A Dumbo architect has drawn up plans for a long-sought-after second egress to the York Street F station in the hopes of easing the insufferable rush-hour crowding at the lone doorway of the packed train terminal.
“On a daily basis the station is overly congested and feels dangerous,” said Jeff Sherman, a Prospect Heights resident who uses the station to get to and from his job at Delson or Sherman Architects on Jay Street. “It seems like a new entrance is inevitable, it’s going to happen.”
York Street station currently has only one way in and one way out — up a ramp, then a staircase, then through a single opening in a ventilation tower on Jay Street — which locals say is already too congested and would be a disaster in an emergency evacuation situation.
And it is only getting more dangerous — ridership swelled from 6,000 riders a day in 2009 to 9,300 last year, as the neighborhood’s population has boomed with an influx of offices and residential developers.
Sherman’s proposal is to construct a new staircase and elevator from the plaza at the foot of the Manhattan Bridge off Jay Street, near the end of High Street.

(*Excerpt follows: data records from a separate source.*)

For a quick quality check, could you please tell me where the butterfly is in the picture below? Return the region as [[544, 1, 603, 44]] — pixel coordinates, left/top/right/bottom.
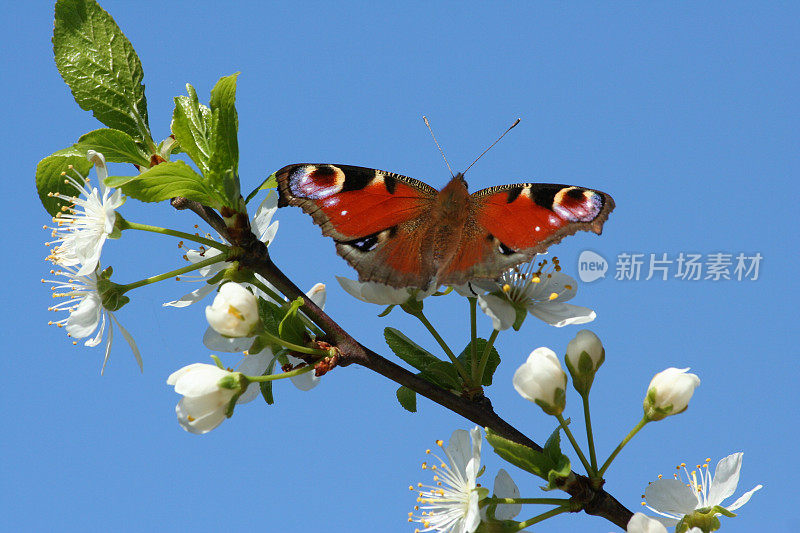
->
[[275, 163, 614, 289]]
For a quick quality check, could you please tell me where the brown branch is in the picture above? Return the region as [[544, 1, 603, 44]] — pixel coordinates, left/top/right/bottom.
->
[[173, 199, 632, 529]]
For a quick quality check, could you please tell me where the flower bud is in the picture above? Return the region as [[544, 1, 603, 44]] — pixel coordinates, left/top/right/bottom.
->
[[206, 282, 260, 337], [513, 347, 567, 415], [644, 368, 700, 420], [565, 329, 606, 395], [167, 363, 248, 434]]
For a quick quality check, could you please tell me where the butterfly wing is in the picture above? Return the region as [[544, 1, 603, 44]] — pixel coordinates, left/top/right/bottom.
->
[[276, 164, 437, 287], [439, 183, 614, 285]]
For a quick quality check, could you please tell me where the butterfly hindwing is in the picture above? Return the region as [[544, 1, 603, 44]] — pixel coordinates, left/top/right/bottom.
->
[[472, 183, 614, 257]]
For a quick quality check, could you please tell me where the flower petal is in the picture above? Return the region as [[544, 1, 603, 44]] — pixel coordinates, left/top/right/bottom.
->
[[726, 485, 764, 511], [644, 479, 698, 516], [707, 452, 744, 506], [626, 513, 667, 533], [494, 468, 522, 520], [203, 326, 253, 353], [478, 294, 517, 331], [528, 300, 597, 328]]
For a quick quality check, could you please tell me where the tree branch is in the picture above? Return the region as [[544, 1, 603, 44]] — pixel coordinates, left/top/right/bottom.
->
[[178, 199, 633, 529]]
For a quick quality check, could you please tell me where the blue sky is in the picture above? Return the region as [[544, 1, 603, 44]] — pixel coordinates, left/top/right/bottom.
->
[[0, 0, 800, 532]]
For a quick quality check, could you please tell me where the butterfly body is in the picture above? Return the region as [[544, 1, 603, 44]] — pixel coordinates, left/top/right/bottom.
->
[[275, 164, 614, 289]]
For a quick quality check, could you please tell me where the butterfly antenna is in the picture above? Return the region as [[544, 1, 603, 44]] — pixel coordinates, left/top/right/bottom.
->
[[463, 119, 520, 174], [422, 115, 455, 177]]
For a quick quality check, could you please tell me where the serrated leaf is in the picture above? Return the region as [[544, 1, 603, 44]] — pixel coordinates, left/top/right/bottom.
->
[[258, 298, 306, 344], [397, 385, 417, 413], [206, 72, 239, 207], [383, 328, 441, 370], [542, 426, 572, 490], [419, 360, 462, 390], [53, 0, 152, 142], [244, 172, 278, 203], [258, 357, 278, 405], [106, 161, 220, 208], [36, 148, 92, 216], [486, 428, 553, 480], [458, 337, 500, 385], [53, 128, 150, 168], [170, 83, 212, 175]]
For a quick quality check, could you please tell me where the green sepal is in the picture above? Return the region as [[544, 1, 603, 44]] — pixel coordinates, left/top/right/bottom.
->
[[36, 150, 92, 216], [244, 172, 278, 203], [378, 304, 397, 318], [170, 83, 212, 175], [383, 328, 441, 371], [97, 267, 131, 313], [205, 72, 240, 209], [542, 419, 572, 490], [397, 385, 417, 413], [105, 161, 221, 209], [512, 305, 528, 331], [486, 428, 570, 488], [458, 337, 500, 385], [258, 357, 278, 405], [53, 0, 153, 144], [53, 128, 150, 168], [675, 507, 724, 533]]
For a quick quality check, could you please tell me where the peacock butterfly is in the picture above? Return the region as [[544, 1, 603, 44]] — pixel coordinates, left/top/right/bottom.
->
[[275, 164, 614, 289]]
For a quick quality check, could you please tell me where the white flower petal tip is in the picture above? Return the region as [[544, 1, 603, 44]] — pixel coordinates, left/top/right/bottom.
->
[[640, 452, 762, 531], [306, 283, 328, 309], [409, 427, 488, 533], [46, 150, 125, 276], [513, 346, 567, 415], [336, 276, 435, 305], [206, 282, 260, 337], [644, 368, 700, 421], [468, 256, 597, 330], [167, 363, 240, 435], [42, 266, 143, 375]]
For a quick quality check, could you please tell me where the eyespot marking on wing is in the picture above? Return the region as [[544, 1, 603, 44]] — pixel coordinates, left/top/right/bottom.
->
[[288, 165, 345, 200], [553, 187, 603, 222]]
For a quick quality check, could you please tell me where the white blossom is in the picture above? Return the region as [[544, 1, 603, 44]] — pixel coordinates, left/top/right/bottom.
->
[[42, 266, 142, 374], [408, 427, 488, 533], [513, 346, 567, 415], [47, 150, 125, 276], [644, 452, 762, 526], [163, 192, 278, 308], [644, 368, 700, 420], [206, 281, 260, 337], [167, 363, 241, 435], [456, 256, 597, 330]]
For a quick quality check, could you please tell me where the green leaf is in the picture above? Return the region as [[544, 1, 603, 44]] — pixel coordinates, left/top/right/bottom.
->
[[106, 161, 220, 208], [542, 421, 572, 489], [486, 428, 554, 480], [397, 385, 417, 413], [36, 148, 92, 216], [244, 172, 278, 203], [206, 72, 239, 207], [53, 0, 152, 143], [258, 357, 278, 405], [170, 83, 212, 175], [458, 337, 500, 385], [419, 360, 462, 390], [383, 328, 441, 370], [258, 298, 306, 344], [53, 128, 150, 168]]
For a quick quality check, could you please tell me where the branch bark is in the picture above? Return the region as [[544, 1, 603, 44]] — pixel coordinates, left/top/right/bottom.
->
[[172, 198, 633, 530]]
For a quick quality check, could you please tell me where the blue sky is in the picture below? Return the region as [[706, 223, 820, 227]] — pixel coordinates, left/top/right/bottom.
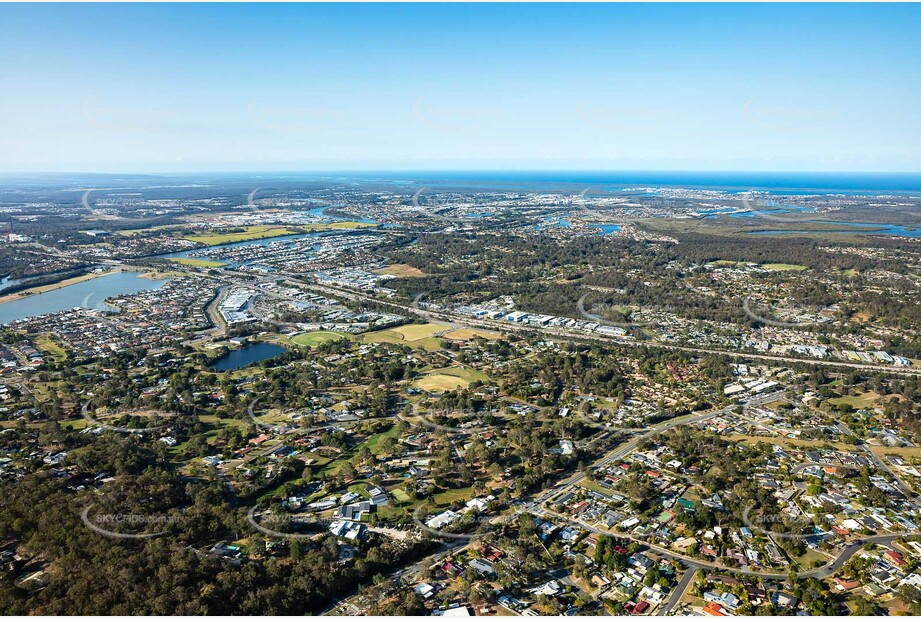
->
[[0, 4, 921, 172]]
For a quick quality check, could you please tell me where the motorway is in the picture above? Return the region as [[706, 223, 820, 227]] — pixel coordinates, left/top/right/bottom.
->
[[296, 279, 921, 375]]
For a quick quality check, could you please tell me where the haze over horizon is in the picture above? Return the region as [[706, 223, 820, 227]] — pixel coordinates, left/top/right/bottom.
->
[[0, 4, 921, 173]]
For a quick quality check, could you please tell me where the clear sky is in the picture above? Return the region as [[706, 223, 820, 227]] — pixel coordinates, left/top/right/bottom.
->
[[0, 4, 921, 172]]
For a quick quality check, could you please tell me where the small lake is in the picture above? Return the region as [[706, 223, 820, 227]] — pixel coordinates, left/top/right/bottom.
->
[[0, 272, 166, 324], [209, 342, 287, 371]]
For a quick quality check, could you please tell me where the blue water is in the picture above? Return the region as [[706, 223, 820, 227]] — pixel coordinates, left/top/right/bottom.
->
[[0, 272, 166, 324], [209, 342, 287, 371], [384, 171, 921, 195], [750, 221, 921, 238]]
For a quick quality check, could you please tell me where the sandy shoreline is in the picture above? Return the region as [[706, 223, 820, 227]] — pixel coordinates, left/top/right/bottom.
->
[[0, 270, 121, 304]]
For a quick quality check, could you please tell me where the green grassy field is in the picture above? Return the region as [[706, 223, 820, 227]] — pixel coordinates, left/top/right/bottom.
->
[[362, 324, 445, 352], [761, 264, 806, 271], [828, 391, 879, 408], [184, 225, 297, 246], [167, 258, 225, 268], [291, 330, 346, 348], [413, 367, 489, 392]]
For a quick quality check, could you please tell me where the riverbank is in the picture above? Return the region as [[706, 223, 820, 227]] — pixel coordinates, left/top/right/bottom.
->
[[0, 270, 122, 304]]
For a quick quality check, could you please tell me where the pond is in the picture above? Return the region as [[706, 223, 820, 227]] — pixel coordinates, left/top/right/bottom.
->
[[209, 342, 288, 371]]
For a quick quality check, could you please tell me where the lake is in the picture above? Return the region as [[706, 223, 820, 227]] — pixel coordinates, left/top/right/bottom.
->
[[209, 342, 287, 371], [0, 272, 166, 324]]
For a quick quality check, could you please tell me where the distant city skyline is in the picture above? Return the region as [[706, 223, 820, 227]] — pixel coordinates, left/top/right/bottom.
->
[[0, 4, 921, 173]]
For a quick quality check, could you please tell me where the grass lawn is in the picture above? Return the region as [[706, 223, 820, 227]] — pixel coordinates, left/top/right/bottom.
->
[[374, 264, 425, 277], [413, 367, 489, 392], [362, 324, 445, 352], [435, 487, 473, 505], [291, 330, 345, 348], [167, 258, 226, 268], [298, 221, 377, 232], [183, 225, 297, 246], [828, 391, 879, 409], [390, 487, 412, 502], [442, 328, 502, 341], [761, 263, 806, 271], [35, 334, 67, 361]]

The location is a “no brainer,” he said, because it is empty and boring right now, and it is right near the far end of the platform — which runs underneath Jay Street — so no costly extensions to the train podium would be required.
“It’s quite spacious and thoroughly under-used,” Sherman said of the plaza. “Most people don’t even know it’s there, and putting something in like an entrance might activate a forgotten bit of public space.”
His proposal also calls for renovations to the lone current entrance, including adding three more turnstiles to the current trio, relocating the information booth to create more room, and adding lighting to the station’s tired exterior that would fade in and out “to the rhythm of calm respiration” like so:
Sherman says he dug up the original plans for the station from the 1930s, and used them to guide his proposal.
In fact, the city intended to create two entrances when it first designed the station as part of the Independent Subway System Sixth Avenue Line, with the second entrance under the Manhattan Bridge. But, as he was wont to do, urban planner Robert Moses foiled things by shoving the Brooklyn-Queens Expressway in the way.
Sherman says he has sent his plans to real-estate tycoons and the Metropolitan Transportation Authority in the hopes of finding backers to make it happen.
So far, he has received words of encouragement from developers but only automated responses to e-mails from the transit authority, he said.
The state-run transit body has said in the past that it wants the city to force developers to pay for station upgrades when their new buildings add a significant numbers of new riders.
The most obvious candidate for York Street would be Jared Kushner — the son-in-law and right-hand man of Donald Trump — who is in the process of redeveloping a massive five-building office complex called Dumbo Heights nearby, and is reportedly set to buy a massive empty lot next door to the station where he could build a thousand units of new housing.
Kushner Companies, however, declined to comment on Sherman’s plan.
The transportation authority did not return a request for comment.